Resulta extenuante, lo reconoce. Típico para una ciudad cuyos servicios sanitarios colapsaron, donde las esperanzas se cifran en los esfuerzos de italianos y cubanos que luchan, de conjunto, por mucha vida después de tanta muerte. Mas reconforta, también lo admite, ver el brillo en los ojos de esos enfermos a quienes auxilian durante el suministro de fármacos, el aseo matutino, las comidas y otras necesidades, incluido a veces el afecto que añoran.
Se cuida, tal y como le dicta su experiencia, y más aún porque es el reclamo permanente de sus familiares. Días atrás desde Cuba le llegó un texto que le arrancó las lágrimas: su hermano, en versos, rememoraba las travesuras de la infancia, le confesaba su orgullo y le contaba que “el viejo” se puso el nasobuco solo porque se trata de esperarlo a él.
MISIÓN NÚMERO 6
La historia de Hugo César no comenzó en Sierra Leona, hacia donde partió en el 2014 como parte del contingente internacionalista Henry Reeve.

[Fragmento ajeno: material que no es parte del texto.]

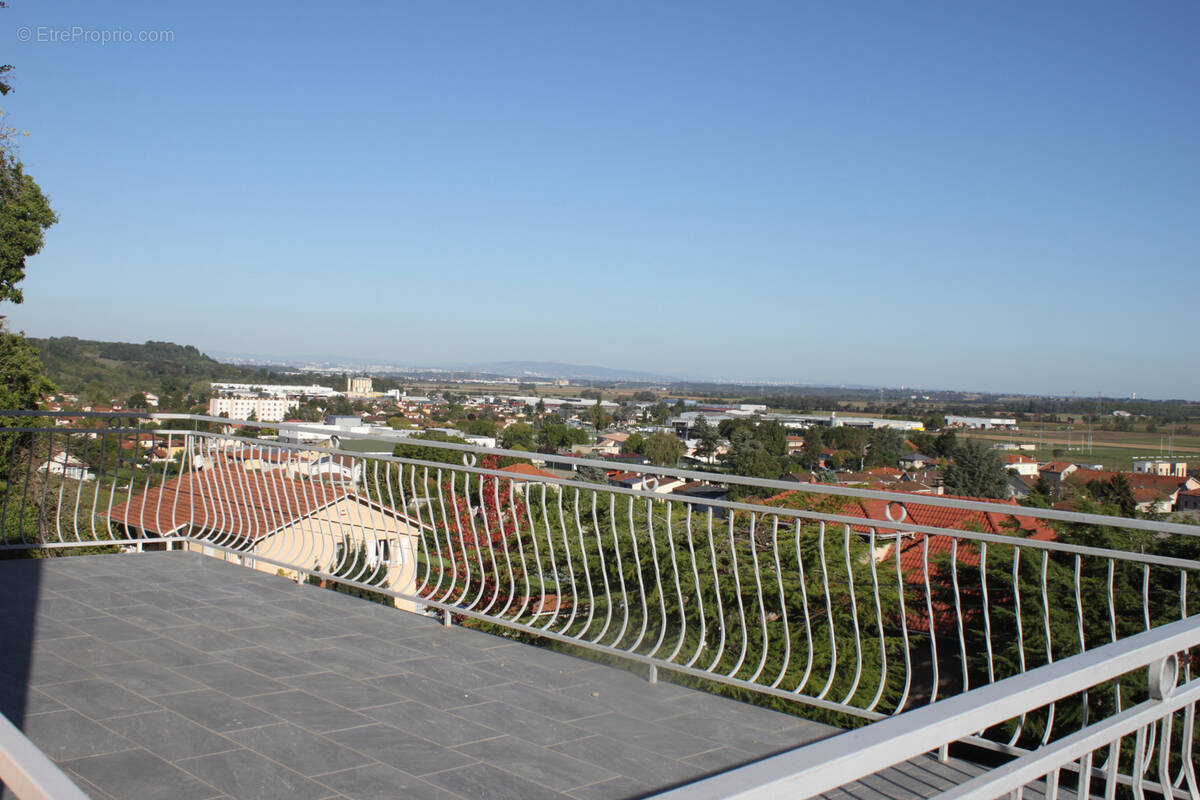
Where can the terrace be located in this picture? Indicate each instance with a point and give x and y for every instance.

Aquella fue apenas la cuarta misión en su trayectoria de colaborador internacionalista y esta de Lombardía ya fue marcada con el número 6. Sus pies pisaron antes suelos de diferentes latitudes: el Congo en 1983, Angola en 1991 —trabajó, especifica, en el hospital militar de Luanda, como enfermero intensivista—, Trinidad y Tobago en 2009, ligado, de igual modo, al trabajo de emergencias.

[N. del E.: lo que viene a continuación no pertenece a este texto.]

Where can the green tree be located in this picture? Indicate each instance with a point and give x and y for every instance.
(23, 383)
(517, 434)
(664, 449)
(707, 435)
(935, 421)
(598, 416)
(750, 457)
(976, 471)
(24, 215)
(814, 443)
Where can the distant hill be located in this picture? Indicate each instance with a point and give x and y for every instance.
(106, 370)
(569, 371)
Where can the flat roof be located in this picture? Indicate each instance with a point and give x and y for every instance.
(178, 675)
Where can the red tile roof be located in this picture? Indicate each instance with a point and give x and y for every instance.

Supuse que al regreso de la batalla contra el Ébola permanecería en Cuba, pero me equivoqué: en el 2017 se fue nuevamente al rescate de vidas vulnerables, menos resguardadas, en medio de la consabida miseria de Haití. Su ventura es, intuyo, andar, cual Don Quijote, enfrentando poderosos molinos contra los que se empeña y vence siempre.
Le planteo dudas sobre mayores o menores peligros de esta epidemia en relación con la que combatió en el África. “Con respecto al Ébola —aclara— el parecido es poco, la COVID-19 tiene un nivel de propagación más alto, pero el Ébola es más letal. En aquella de cada 100 pacientes fallecían 90 y un poco, en esta las muertes son muchísimas menos, además de darte la posibilidad de tratamiento que no nos daba el Ébola”.

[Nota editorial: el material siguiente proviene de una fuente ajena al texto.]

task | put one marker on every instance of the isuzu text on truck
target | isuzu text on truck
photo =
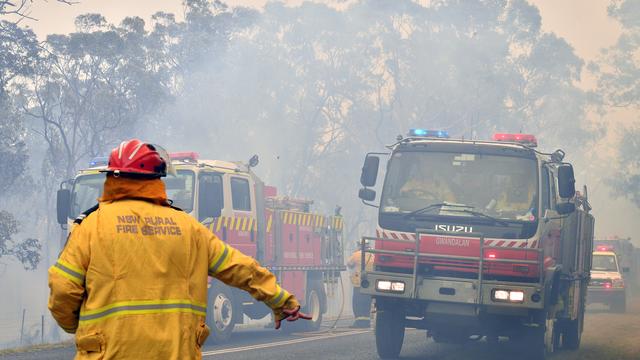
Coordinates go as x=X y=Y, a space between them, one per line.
x=302 y=248
x=477 y=239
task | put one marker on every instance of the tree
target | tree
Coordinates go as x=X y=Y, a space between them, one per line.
x=18 y=55
x=91 y=88
x=27 y=251
x=618 y=73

Residente en la Avenida Soviética, en el espirituano reparto de Colón, y enfermero asistencial de Cuerpo de Guardia en el Policlínico Sur, Hugo César se autodefine como “uno más del grupo que de una forma u otra ayuda a aliviar las penas de los pacientes allí”. Describe su colectivo como muy unido, trabajador y profesional. Va a regresar, de eso no tiene dudas. Esgrime, a la hora de afirmarlo, dos razones básicas que se entrelazan: “Lo que prometo lo cumplo, y esa promesa se la hice a mi hijo, que ahora tiene 14 años”.
Hugo, si esta es una misión de riesgo y ya usted ha corrido bastante, ¿por qué no dejó la tarea para otros que no han enfrentado tanto el peligro?
La respuesta llega, inmediata: “Parece que me he ganado la confianza de la dirección de Salud de mi provincia. Mi profesión es totalmente humana y es imposible que alguien, donde quiera que se encuentre, necesite de mi modesto esfuerzo y yo no esté presente, mientras pueda. Eso no sucederá nunca; fíjese que empleo una palabra muy grande y profunda”.
Bravo por este hombre. Todos los profesionales cubanos que van a cuidar y salvar enfermos de este virus letal son héroes. Mi reverencia para Hugo Cesar y sus compañeros.
Gracias por existir para la humanidad.